Updated on July 28, 2011
Fresh vegetable gardening includes taking care of garden pests.
Fresh vegetable gardening includes taking care of garden pests. | Source

Turnips are a healthy and tasty root vegetable to eat, and if you have room in your garden, planting them yourself is an easy way to save on your vegetable bill at the grocery store. Growing healthy turnips in the ground and keeping up on the cultivation will help reduce many of the pests that like to eat them. Two types of worms that affect the turnip garden are cutworms and wireworms.

The first step in preventing wireworms and cutworms in the first place is to plant the vegetable garden in way that promotes healthy plants. Turnips can be sown in the spring to summer to fall: spring to early summer for the Northern parts and early fall for the South. Since they are one of the cool-weather crops that can be planted, those time frames are general for those areas.

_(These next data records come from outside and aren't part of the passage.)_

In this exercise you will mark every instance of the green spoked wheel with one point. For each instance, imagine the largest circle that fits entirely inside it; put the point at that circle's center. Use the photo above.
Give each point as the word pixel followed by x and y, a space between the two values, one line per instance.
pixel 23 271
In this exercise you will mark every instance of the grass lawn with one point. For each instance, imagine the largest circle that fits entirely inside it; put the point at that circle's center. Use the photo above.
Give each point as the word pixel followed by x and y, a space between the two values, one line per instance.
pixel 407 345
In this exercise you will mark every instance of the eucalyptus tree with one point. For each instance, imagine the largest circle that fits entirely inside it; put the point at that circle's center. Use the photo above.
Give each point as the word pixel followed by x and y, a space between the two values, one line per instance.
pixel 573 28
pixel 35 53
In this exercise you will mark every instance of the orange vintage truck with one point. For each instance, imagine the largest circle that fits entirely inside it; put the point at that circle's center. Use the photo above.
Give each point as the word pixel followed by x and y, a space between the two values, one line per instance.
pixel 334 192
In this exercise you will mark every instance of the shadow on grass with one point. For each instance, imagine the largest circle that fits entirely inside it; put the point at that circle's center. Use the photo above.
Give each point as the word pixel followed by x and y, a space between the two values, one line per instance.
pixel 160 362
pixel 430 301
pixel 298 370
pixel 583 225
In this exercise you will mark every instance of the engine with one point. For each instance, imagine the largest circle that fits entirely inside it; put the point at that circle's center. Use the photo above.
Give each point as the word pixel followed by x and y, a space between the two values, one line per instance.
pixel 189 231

Sow the turnip seeds about 1 to 2 inches apart in the garden rows. Later when the seedlings come up, you can thin out to 2 to 4 inches apart. Turnips like soil rich in organic matter, so mulching is essential. Watering on time and in the right amounts is necessary to keep the roots from getting woody and tough. The ground should never completely dry out.

When the seedlings have begun to grow and are established, a row covering can help the turnips from being eaten above, but remove when the warm weather hits. Soil that is fertile, well drained and picked over helps to keep them healthy below ground.

Cutworms and Wireworms

Cutworms are a known pest for turnips. Cutworm collars will help when used in the early stages of turnip growth. Wireworms are another pest for turnips. Cultivating the soil helps to destroy their larvae, as once they are laid they can spend years feeding on the garden and all the roots it can find.

If you suspect wireworms in your garden, you can set 'potato traps' around the turnips. By burying halves of potato around the turnip bed, you can check every other day for infestation. If there are any that appear, destroy them and set out more traps. Also, if you notice you do have these worms around your turnips, parasitic nematodes will help destroy many of the worms that like turnips.